Holding for a year could cut down on taxes but there is a ton of discussion about flippers paying SET, not capital gains, and being taxed on income. This is something you should look further into. Also, paying 17% interest for 10 months to hopefully reduce your income taxes by 18% may not produce as much of a difference as you're expecting.

Also, what happens when your tenants move out and further renovation is needed? Or if the market dips? There's a reason why you use comps sold within the last 3- 6 months to produce your ARV.

Post: Maximum Offer Price: Buy/Hold vs. Flip

Cody KauzlarichPosted
  • Des Moines, IA
  • Posts 45
  • Votes 28

The "70% Rule" is very common for flips. The majority of seasoned investors will use to gauge whether a property is worth looking into any further. I find this appropriate for flips, or at least close. I recently did a deal that was actually about 74% resulting in a fairly small profit, comparably, but it was only about a 3 week rehab so our hourly rate was well above our average. Just depends on your tolerance for risk, time frame for turn around and financing.

As far as rehab and hold, that gets tricky. Buying a property that needs renovation is a great way to maximize cash flow and reduce maintenance, but it can be difficult to analyze because you still have to consider your downtime. I like to look at all of the same factors as a flip and add up what my total expenses will be to go from closing to placing a tenant, and also add in lost rent money during renovation(3 month reno x $1000/mo in rent= $3000 in additional cost). Take that total and compare it to what kind of property is available rent ready.

As an example, let's say you find a 2 bed 1 bath with a garage that should rent for $1000/mo that's listed for 60k and needs 20k to get rent ready with a 3 month reno and you're paying all cash. 60k purchase+20k reno+6k holding costs(3k in lost rent, insurance, taxes, utilities)+whatever your time is worth= at least 86k. I factor in insurance and taxes since you'll be paying those out of your funds until the unit is rented and then you should be budgeting them out of the rent monthly. 
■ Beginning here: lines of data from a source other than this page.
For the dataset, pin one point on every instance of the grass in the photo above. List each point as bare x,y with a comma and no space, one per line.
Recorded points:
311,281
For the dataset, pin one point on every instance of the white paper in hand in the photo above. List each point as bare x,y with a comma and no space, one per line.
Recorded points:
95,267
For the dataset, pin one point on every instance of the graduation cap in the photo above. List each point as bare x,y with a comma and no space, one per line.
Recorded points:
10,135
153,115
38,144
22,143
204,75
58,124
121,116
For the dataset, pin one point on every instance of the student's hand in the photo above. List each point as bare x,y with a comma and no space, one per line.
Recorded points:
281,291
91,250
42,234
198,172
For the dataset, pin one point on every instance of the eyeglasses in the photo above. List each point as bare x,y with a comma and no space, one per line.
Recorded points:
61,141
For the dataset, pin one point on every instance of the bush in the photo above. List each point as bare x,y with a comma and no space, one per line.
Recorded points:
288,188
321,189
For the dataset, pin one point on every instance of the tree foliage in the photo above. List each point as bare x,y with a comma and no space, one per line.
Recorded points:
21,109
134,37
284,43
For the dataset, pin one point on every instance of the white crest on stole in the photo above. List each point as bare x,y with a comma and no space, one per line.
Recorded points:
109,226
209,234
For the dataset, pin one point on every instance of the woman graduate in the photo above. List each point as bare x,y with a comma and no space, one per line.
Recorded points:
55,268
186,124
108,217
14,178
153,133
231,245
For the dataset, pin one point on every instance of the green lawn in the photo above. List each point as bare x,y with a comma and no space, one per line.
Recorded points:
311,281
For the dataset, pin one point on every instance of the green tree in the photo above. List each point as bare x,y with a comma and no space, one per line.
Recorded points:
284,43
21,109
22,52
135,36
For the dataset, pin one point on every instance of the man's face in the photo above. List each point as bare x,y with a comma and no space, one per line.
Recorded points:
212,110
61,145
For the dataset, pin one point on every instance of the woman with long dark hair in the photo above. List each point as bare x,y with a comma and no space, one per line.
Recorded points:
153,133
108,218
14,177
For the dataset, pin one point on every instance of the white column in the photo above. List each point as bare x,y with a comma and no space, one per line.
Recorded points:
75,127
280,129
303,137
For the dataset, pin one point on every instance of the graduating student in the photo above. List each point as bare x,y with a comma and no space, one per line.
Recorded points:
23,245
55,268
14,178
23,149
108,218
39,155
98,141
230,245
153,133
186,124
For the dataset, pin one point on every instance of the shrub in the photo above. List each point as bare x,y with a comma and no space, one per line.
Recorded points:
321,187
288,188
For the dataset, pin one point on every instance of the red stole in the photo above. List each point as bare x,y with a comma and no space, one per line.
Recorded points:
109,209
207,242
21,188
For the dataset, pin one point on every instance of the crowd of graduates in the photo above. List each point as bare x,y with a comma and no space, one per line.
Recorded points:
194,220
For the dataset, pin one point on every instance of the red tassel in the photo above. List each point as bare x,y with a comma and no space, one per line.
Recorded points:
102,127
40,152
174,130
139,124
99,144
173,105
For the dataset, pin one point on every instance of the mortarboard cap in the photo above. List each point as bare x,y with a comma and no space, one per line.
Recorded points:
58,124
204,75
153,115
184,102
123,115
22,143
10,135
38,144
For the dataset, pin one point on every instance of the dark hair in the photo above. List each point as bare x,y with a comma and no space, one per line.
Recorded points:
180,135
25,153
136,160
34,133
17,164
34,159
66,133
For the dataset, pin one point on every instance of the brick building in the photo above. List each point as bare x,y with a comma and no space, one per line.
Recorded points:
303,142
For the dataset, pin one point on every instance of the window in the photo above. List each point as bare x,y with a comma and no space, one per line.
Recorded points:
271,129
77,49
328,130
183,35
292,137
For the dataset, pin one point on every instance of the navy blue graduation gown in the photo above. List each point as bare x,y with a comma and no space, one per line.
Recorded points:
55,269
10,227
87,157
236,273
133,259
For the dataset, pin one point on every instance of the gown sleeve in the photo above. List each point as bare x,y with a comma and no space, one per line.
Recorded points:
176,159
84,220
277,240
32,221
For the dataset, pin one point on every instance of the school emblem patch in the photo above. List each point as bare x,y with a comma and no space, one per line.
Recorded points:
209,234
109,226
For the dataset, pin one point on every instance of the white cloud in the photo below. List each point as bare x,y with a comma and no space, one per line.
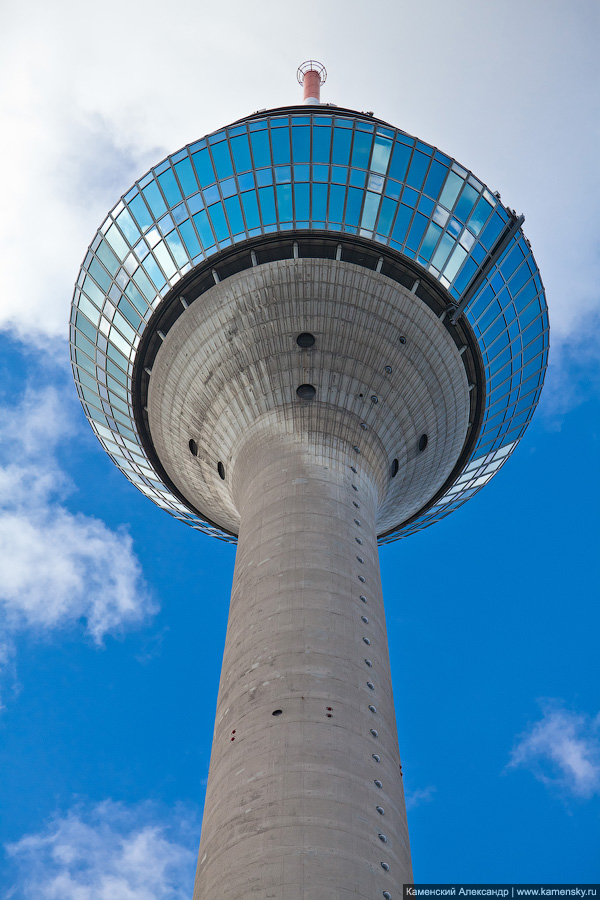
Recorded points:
85,110
562,750
419,796
108,852
56,567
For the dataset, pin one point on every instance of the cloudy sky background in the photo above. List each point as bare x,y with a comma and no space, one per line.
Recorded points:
112,615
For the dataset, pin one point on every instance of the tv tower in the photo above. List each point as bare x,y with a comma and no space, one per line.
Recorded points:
308,333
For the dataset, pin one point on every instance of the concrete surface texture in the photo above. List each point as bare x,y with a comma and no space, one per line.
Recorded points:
305,797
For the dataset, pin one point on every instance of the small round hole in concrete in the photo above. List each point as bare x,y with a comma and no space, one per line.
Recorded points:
306,391
306,339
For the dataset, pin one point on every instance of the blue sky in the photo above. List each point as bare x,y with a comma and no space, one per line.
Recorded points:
113,615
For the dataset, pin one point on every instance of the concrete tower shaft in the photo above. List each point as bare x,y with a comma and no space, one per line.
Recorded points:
297,799
291,404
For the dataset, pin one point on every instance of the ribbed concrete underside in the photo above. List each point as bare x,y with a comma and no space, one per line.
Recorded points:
232,359
291,806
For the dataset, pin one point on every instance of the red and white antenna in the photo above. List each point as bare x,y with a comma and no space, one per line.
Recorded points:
311,75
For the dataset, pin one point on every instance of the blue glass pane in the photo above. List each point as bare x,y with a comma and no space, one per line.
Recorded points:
284,202
418,167
337,195
519,279
234,214
388,208
431,238
264,177
510,261
280,139
301,143
128,227
441,254
222,160
170,188
203,167
100,275
217,216
86,327
400,158
361,149
116,356
203,228
416,231
355,198
260,148
104,253
93,292
381,154
370,210
435,179
130,314
479,217
267,205
115,372
241,153
466,203
451,190
492,230
154,200
321,144
250,205
455,262
140,212
144,284
401,224
177,249
84,362
189,238
154,272
186,176
342,139
302,202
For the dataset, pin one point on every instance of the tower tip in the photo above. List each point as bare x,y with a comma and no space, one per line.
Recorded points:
311,75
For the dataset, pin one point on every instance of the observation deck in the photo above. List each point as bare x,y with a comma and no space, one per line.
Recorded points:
310,183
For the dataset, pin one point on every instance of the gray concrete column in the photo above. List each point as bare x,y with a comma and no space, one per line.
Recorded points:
305,770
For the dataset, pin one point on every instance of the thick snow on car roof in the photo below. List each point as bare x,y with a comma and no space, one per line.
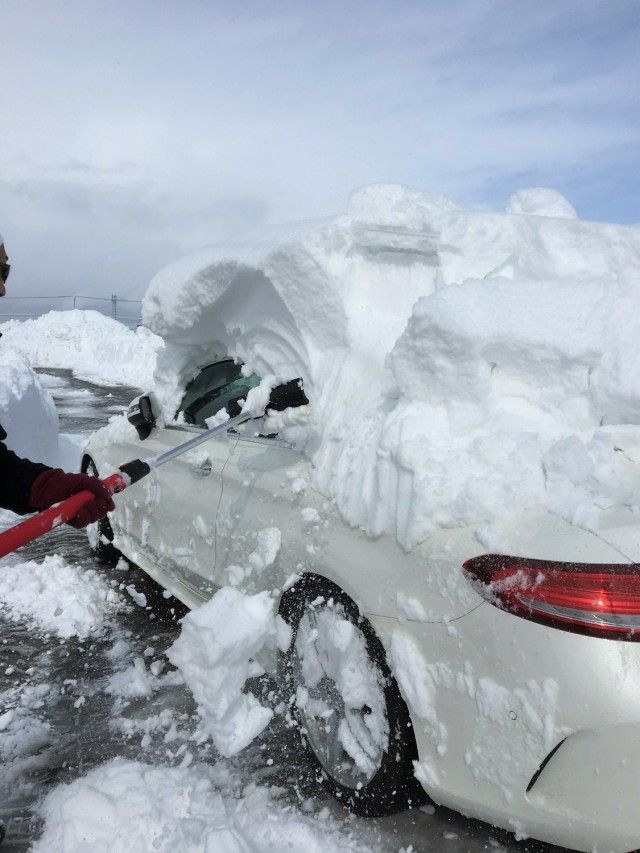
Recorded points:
462,365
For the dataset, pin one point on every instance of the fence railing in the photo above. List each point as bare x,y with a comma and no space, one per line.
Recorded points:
113,306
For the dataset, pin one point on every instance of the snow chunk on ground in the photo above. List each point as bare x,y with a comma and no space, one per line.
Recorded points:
215,652
127,807
67,600
94,347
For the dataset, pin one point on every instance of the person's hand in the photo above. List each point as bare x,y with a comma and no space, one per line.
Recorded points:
54,485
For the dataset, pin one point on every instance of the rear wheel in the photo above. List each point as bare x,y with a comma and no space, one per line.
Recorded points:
352,718
101,533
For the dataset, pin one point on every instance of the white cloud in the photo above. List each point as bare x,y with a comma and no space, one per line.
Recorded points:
164,124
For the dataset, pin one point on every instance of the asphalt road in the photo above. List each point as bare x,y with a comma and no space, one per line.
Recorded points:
80,738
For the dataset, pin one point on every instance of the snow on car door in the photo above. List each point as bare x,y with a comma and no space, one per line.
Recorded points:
265,517
185,493
181,499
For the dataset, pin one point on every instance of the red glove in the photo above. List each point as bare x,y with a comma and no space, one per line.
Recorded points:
55,485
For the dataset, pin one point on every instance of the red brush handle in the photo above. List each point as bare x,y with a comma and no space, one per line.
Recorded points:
37,525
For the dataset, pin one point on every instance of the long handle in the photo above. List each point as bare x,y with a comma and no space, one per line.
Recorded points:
45,521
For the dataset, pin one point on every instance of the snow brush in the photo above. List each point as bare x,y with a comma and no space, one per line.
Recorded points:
128,474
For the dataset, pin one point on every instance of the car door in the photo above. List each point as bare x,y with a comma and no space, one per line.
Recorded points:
266,517
181,497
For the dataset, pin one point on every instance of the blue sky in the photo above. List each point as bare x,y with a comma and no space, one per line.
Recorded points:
138,130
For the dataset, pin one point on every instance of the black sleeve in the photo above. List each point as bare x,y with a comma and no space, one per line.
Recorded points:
16,477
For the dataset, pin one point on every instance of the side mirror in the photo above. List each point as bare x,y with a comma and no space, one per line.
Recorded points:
140,415
288,396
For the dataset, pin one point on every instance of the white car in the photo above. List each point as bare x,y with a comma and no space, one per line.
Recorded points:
507,687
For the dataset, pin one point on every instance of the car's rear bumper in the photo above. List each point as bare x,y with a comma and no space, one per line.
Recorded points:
534,730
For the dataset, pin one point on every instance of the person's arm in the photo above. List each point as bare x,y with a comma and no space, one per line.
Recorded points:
17,475
27,486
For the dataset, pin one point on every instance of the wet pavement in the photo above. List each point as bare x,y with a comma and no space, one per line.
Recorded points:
73,728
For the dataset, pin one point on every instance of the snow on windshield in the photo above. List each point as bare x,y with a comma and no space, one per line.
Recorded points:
462,365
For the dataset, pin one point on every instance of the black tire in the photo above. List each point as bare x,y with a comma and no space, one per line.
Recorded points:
101,533
380,780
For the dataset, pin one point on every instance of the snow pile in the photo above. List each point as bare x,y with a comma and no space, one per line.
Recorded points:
130,807
94,347
214,653
67,600
461,365
27,411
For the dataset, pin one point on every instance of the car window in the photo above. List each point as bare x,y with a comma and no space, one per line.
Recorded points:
212,389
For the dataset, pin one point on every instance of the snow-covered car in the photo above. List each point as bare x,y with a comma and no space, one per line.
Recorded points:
510,685
449,524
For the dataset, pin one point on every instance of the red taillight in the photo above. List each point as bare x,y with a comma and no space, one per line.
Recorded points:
595,599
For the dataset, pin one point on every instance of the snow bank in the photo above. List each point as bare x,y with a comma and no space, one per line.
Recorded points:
130,807
214,653
94,347
27,411
66,600
462,365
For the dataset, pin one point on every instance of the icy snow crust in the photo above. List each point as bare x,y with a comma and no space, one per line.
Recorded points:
462,365
94,347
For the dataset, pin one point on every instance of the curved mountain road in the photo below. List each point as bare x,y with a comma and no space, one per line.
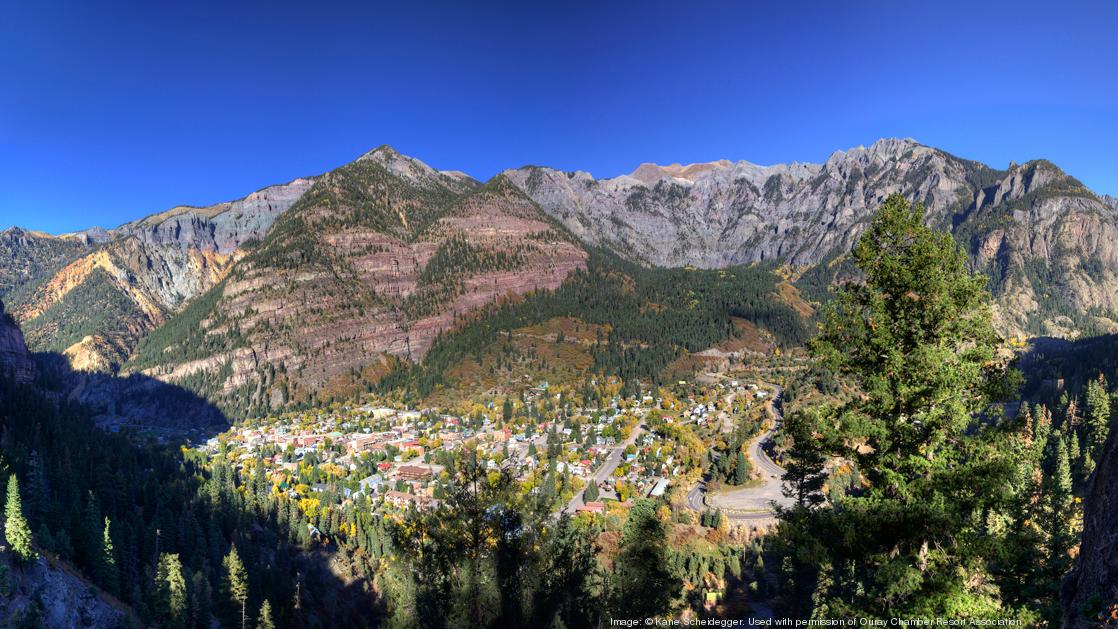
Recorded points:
749,503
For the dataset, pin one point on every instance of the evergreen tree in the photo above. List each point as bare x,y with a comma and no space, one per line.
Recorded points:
17,531
1061,514
200,601
237,581
740,469
1098,418
916,337
265,620
644,582
170,591
805,460
105,571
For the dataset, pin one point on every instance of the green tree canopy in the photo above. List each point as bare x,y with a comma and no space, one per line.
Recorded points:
915,335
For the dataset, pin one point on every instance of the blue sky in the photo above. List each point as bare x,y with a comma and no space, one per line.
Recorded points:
112,111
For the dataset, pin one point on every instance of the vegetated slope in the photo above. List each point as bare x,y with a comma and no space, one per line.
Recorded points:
643,320
377,259
112,506
1044,239
95,295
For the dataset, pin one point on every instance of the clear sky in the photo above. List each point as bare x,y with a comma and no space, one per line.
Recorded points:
113,111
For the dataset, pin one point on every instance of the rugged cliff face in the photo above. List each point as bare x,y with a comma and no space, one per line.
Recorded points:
310,285
1044,239
93,296
1092,585
15,360
378,258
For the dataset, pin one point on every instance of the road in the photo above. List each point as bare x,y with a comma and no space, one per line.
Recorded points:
749,503
608,466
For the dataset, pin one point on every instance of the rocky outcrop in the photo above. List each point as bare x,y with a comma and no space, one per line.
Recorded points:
1092,585
221,228
26,257
1112,201
135,276
721,213
379,258
15,360
1045,240
49,593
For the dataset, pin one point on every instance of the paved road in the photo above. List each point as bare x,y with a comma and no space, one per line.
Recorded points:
749,503
610,464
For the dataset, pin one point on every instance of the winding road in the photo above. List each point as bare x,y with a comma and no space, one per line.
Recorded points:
749,503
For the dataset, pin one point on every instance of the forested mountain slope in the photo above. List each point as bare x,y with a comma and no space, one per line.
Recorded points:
378,258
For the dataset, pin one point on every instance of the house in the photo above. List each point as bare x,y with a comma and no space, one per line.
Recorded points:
414,473
371,484
401,499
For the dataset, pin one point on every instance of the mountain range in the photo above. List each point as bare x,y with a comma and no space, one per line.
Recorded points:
327,282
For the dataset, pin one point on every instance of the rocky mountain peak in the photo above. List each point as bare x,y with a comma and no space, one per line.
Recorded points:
415,171
650,173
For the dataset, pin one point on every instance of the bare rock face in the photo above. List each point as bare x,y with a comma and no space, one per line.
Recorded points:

Take that 86k and look at what you could buy with that. If you're coming out with other properties that are comparable, I would buy one that is rent ready or keep looking. If your finished project is more comparable to a house that would cost closer to say 105k, then it's probably a decent deal. Obviously there are other factors to consider, but its easy to look at a "cheap" house that should rent for what seems like a lot compared to the price but over look the length and cost of the renovations necessary to get it rent ready. 

The other consideration here is how you're going to finance your renovations. I will pay for flip materials with a credit card because I know I'll only pay interest for maybe 2 months and pay it off when I close on the property when I get the "big" check. However, I only pay cash for renovations for a property that I'm going to rent because there is no big pay day. My credit card only carries 9.2% APR but if I'm paying a hundred-ensome dollars in interest a month and hoping for $2-250/mo cash flow from rent, I'm eating into that hard until that credit card is paid off.

I hope that's helpful and makes sense.